Indulge yourself from the beaches to the mountainous interior, via the great cities of Bayonne and Biarritz
There are great Halles marketplaces in the town centres of both Saint-Jean-de-Luz and Bayonne. Open until lunchtime every day of the week.
Located in Biarritz, the Musée Asiatica features works of art from India, China, Tibet and Nepal, plus cultural artefacts from Burma and Japan.
Don’t leave the Pays Basque without witnessing this ancient ball game. Poke your head round the door of an indoor trinquet court, visit one of the ubiquitous outdoor frontons, or buy tickets for a full-on game of cesta punta at Biarritz Jai Alai, one of the biggest centres. Ona Pilota (+33 (0)6 26 76 66 88) offer lessons and visits round their workshop where they manufacture the balls and baskets.

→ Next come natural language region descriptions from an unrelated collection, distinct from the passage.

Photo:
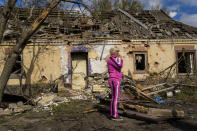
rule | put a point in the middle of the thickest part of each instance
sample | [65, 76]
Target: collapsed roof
[147, 24]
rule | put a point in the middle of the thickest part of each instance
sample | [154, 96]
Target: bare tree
[23, 40]
[5, 15]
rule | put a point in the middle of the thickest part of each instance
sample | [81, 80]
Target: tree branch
[5, 15]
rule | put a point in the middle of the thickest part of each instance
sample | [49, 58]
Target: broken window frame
[146, 62]
[21, 70]
[194, 62]
[87, 61]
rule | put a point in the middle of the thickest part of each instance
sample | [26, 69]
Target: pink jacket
[114, 67]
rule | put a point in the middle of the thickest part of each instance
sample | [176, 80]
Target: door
[79, 70]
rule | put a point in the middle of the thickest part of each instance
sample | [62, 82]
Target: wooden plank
[165, 113]
[133, 114]
[154, 86]
[156, 92]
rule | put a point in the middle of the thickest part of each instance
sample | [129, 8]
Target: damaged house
[70, 46]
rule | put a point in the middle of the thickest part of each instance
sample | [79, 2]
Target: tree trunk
[20, 45]
[5, 15]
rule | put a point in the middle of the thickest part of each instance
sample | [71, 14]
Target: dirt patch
[70, 116]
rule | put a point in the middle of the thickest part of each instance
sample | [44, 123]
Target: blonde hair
[112, 50]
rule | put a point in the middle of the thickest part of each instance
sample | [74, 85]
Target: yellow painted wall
[50, 59]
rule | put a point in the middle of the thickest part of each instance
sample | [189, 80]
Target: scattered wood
[165, 113]
[134, 87]
[154, 86]
[162, 90]
[133, 114]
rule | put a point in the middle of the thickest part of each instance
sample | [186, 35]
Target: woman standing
[114, 64]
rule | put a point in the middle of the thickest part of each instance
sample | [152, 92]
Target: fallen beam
[133, 114]
[156, 92]
[165, 113]
[155, 86]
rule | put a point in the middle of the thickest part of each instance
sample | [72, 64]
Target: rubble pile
[15, 108]
[98, 83]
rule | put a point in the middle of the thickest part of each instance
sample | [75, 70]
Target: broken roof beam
[133, 18]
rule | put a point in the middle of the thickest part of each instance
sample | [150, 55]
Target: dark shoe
[117, 118]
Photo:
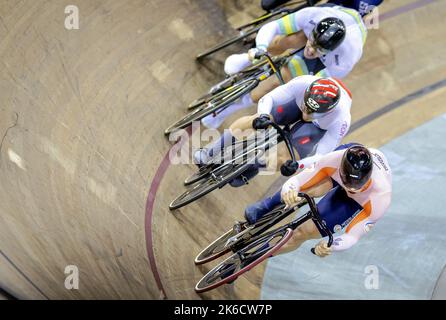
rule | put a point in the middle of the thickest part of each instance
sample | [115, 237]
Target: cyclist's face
[310, 51]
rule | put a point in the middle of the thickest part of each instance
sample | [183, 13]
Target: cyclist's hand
[262, 122]
[290, 194]
[255, 53]
[322, 249]
[289, 168]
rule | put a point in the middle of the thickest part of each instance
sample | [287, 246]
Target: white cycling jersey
[336, 122]
[338, 62]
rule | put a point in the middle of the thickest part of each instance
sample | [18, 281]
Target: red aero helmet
[321, 96]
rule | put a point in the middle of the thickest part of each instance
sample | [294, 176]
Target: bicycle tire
[203, 284]
[197, 176]
[209, 253]
[217, 247]
[183, 200]
[201, 112]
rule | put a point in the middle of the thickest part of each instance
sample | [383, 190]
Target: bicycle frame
[257, 230]
[282, 10]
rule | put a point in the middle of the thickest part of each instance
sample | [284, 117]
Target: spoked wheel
[220, 246]
[216, 249]
[244, 260]
[217, 180]
[219, 101]
[200, 174]
[228, 42]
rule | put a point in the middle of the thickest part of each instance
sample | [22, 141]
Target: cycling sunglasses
[313, 43]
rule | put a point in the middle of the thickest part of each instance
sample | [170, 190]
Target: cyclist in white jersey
[333, 37]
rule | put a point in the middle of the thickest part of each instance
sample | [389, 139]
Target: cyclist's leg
[286, 113]
[336, 210]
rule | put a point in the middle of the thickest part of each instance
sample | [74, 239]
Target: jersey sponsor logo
[343, 129]
[346, 222]
[313, 104]
[337, 241]
[368, 226]
[381, 161]
[337, 59]
[304, 140]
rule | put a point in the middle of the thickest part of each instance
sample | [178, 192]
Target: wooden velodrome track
[84, 176]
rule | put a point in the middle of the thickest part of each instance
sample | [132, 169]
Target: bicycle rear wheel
[218, 102]
[201, 174]
[216, 249]
[219, 178]
[220, 246]
[243, 260]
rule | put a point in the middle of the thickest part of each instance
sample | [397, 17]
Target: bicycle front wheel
[216, 103]
[243, 260]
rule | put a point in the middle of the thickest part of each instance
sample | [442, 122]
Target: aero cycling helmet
[356, 167]
[328, 34]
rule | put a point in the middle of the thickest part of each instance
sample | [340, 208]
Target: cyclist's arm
[309, 178]
[363, 222]
[331, 139]
[280, 95]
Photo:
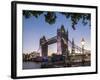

In the Pays Basque the locals take their rugby very seriously indeed, and the rivalry between Aviron Bayonnais (les bleus) and Biarritz Olympique Pays Basque (les rouges) is one of the most intense derbies in all of French sport. www.abrugby.fr and www.bo-pb.com.
There’s great surfing at beaches all along the coast, and many companies offering lessons. Contact the Fédération Française de Surf in Soorts-Hossegor, 20km north of Biarritz, for recommendations.
The makila is a traditional Basque walking stick but with a hidden weapon. Unscrew the top and you’ll reveal a sharp metal spike used to goad animals and protect shepherds from wolves. One man in Bayonne called Gérard Léoncini still makes makilas the traditional way. He doesn’t officially welcome visitors but if you knock on his shop door (37 rue Vieille Boucherie) and catch him in the right mood, he might explain his craft.
Love it or hate it, bullfighting is part of Bayonne culture. And, yes, they do kill the bulls. There are fights staged throughout the summer at Les Arènes de Bayonne. Corridas feature experienced matadors and fully-grown bulls. Novilladas are for novices in both categories. www.bayonne-tourisme.com/fr/decouvrirbayonne/ville-festive/les-corridas.php
Close to a million revellers, all decked out in white clothing with red neckerchiefs and belts, descend upon Bayonne for the annual Fêtes de Bayonne in late July. There’s lots of partying, lots of drinking, and a running of the bulls, like in Pamplona, only on a smaller scale, and with female cows and blunted horns. The 2017 festivals runs from 26 to 30 July. www.fetes.bayonne.fr
Golf in Pays Basque
With hills, mountains and the sea, Pays Basque has a varied selection of golf courses on offer. For the best links courses, try Golf de Biarritz Le Phare which dates back to 1888, or Golf de Chiberta further up the coast near Anglet, which dates back to 1924. Inland, the natural obstacles created by valleys, hills, forests and water courses make for some brilliantly designed golf courses. The Harry Colt-designed Golf de Chantaco is a great example. One way to sample a selection of courses fairly cheaply is to buy the Golf Pass Biarritz, giving you access to Golf d’Arcangues, Golf de Biarritz Le Phare, Golf Club de Bayonne Makila and Golf Blue Green Seignosse. Prices currently range from €100 for two courses in the low season to €268 for four courses in the high season. www.golfpassbiarritz.com
Right next to the Pyrenees, the Pays Basque is perfect for hiking, whether moderately in the foothills, or more intensely in the mountains. The Gorges de Kakuetta www.sainte-engrace.com are worth a visit as long as you’re already in the area. Many operators offer rafting and canyoning trips on the mountain rivers. Try Ekilibre 64, Nature Riviere or Arteka.
Pays Basque’s main ski resort is La Pierre St Martin. A very family-friendly resort, it features 25 pistes and 12 lifts. There’s lots of hiking and mountain biking in summer.